Hacker-Krimi: Neue Spur zu Angreifer auf ÖVP-Zentrale

Der Hackerangriff auf die ÖVP: Nach einer Spur nach Frankreich führt nun eine nach Wien-Favoriten, zu einem Comic-Verein. Diese Manga-Fans wurden selbst gehackt, die Kripo kam den Tätern aber näher.

Die Spezialisten des Bundeskriminalamts sind nun wieder etwas weiter bei der Suche nach den Tätern, die Ende August und Anfang September die EDV der ÖVP-Zentrale in der Wiener Lichtenfelsgasse gehackt haben und massenweise hochbrisante Daten gestohlen haben: Eine wichtige Spur in diesem Cyber-Krimi führt nämlich in die Landgutgasse in Wien-Favoriten, erfuhr ÖSTERREICH aus Ermittlerkreisen.

Manga-Club ebenfalls gehackt

In einem unscheinbaren grauen Wohnblockin der Landgutgasse ist der AniManga-Club eingemietet, ein "Arbeitskreis zur Förderung der japanischen Popkultur in Österreich". Und die Ermittler im Hacker-Krimi wissen nun bereits: Vom Server dieses Manga-Vereins starteten die Angriffe auf die ÖVP-Zentrale. "Allerdings dürften auch diese Comic-Fans selbst Opfer der Computerhacker geworden sein", berichtet ein Kriminalist. So ist erwiesen, dass auch der Server dieses Vereins gehackt worden ist - und offenbar als Angriffsplattform gegen den ÖVP-Server verwendet worden ist.

© APA/HERBERT NEUBAUER

Kurz und VP-Generalsekretär Karl Nehammer

Durchsuchung des Vereinslokals

Die Manga-Experten aus Favoriten stimmten auch einer "freiwilligen Nachschau" in ihren Räumlichkeiten zu und ließen die Cyber-Spezialisten des Bundeskiminalamts auch nach möglichen Spuren der Täter in ihrem Server suchen.

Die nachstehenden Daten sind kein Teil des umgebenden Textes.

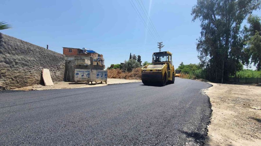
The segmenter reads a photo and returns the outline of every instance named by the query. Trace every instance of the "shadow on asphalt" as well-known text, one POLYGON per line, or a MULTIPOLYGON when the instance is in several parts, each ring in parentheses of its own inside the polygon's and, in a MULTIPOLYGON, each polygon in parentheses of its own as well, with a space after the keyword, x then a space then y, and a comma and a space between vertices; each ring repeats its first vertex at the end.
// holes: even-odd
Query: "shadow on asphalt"
POLYGON ((208 138, 204 134, 196 132, 187 132, 183 130, 178 130, 180 132, 186 135, 188 138, 194 139, 195 142, 198 143, 200 145, 204 145, 206 140, 208 138))
MULTIPOLYGON (((85 84, 85 85, 95 85, 96 84, 95 84, 95 82, 93 82, 93 83, 91 84, 90 83, 90 84, 88 83, 88 82, 83 82, 83 83, 69 83, 69 85, 81 85, 81 84, 85 84)), ((101 83, 101 82, 99 82, 99 83, 97 83, 97 84, 105 84, 105 82, 103 82, 102 83, 101 83)))
MULTIPOLYGON (((175 84, 175 83, 174 83, 174 84, 175 84)), ((167 82, 167 83, 166 84, 166 85, 165 85, 165 86, 167 86, 168 85, 171 85, 171 84, 172 84, 172 83, 168 83, 168 82, 167 82)), ((141 85, 139 85, 140 86, 146 86, 158 87, 164 87, 164 86, 161 86, 160 85, 159 85, 158 84, 157 84, 156 83, 153 83, 150 84, 149 85, 145 85, 143 84, 142 84, 141 85)))

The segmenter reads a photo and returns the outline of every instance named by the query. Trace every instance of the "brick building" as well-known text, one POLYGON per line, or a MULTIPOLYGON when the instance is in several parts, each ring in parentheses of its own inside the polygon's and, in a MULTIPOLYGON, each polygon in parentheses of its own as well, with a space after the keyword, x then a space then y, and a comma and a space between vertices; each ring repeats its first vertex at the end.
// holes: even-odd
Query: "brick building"
POLYGON ((103 58, 102 55, 99 54, 92 50, 84 51, 79 48, 66 47, 63 47, 63 54, 65 55, 66 60, 86 59, 90 60, 90 57, 94 57, 95 58, 103 58))

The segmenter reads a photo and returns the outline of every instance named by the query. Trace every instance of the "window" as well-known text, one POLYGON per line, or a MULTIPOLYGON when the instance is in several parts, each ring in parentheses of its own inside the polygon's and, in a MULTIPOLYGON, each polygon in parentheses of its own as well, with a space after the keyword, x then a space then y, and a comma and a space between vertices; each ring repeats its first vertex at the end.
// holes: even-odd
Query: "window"
POLYGON ((168 62, 168 54, 154 54, 152 56, 152 59, 155 63, 168 62))

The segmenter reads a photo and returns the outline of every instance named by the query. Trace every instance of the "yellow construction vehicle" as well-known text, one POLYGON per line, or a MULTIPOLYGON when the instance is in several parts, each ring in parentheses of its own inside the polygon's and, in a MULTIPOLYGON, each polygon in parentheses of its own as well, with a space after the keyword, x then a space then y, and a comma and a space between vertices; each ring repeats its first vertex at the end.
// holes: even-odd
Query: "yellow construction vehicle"
POLYGON ((152 64, 142 68, 142 81, 145 85, 153 83, 164 86, 167 81, 174 83, 176 73, 171 53, 155 52, 152 55, 152 64))

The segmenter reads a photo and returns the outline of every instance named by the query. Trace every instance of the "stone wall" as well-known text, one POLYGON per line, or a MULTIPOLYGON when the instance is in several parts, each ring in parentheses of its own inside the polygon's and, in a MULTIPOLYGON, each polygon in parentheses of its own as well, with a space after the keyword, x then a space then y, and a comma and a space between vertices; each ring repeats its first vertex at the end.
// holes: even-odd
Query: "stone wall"
POLYGON ((0 33, 0 89, 41 83, 42 70, 50 70, 53 81, 64 78, 65 56, 0 33))

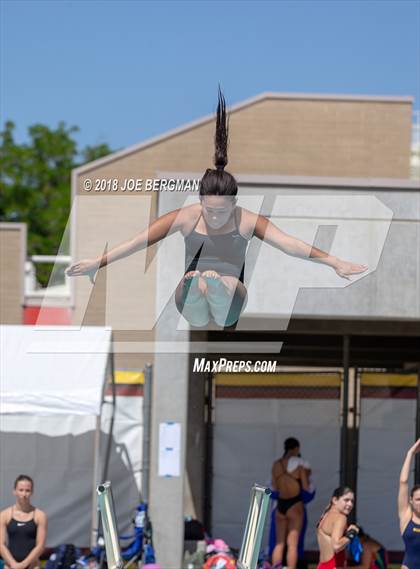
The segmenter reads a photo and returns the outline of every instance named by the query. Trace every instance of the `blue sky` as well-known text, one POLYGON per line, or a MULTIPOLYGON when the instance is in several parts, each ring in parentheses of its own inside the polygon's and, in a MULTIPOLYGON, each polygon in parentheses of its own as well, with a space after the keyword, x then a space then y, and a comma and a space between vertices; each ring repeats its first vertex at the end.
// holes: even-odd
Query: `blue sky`
POLYGON ((0 0, 1 120, 124 148, 264 91, 411 95, 420 2, 0 0))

Und dabei dürften die Ermittler fündig geworden sein: Mehrere verdächtige IP-Adressen wären aufgefallen, die Exekutive ist somit den wahren Hackern wieder einen Schritt näher.

Werden die wahren Täter jetzt nervös?

Der Hacker-Angriff auf die ÖVP hat kurz vor der Wahl bekanntlich für enorm viel Aufregung gesorgt und war tagelang das bestimmende Thema in Österreichs Innenpolitik. Die EDV-Experten der Volkspartei stellten fest, dass Hacker 1,3 Terabyte an Daten abgegriffen hätten, darunter auch Teile der Buchhaltung und Listen mit Wahlkampf-Ausgaben. Politische Gegner der ÖVP hatten sogar behauptet, dass es "die ÖVP selbst war, die sich gehackt hat", um "von anderen unangenehmen Themen abzulenken". Diese weitere Spur lässt diese These nun noch unwahrscheinlicher klingen. Die ÖVP-Führung will aber weiterhin auf Verleumdungs-Klagen verzichten: "Das richtet sich ohnehin von selbst." Es sei ohnehin nur noch eine Frage der Zeit, wann die wahren Täter auffliegen.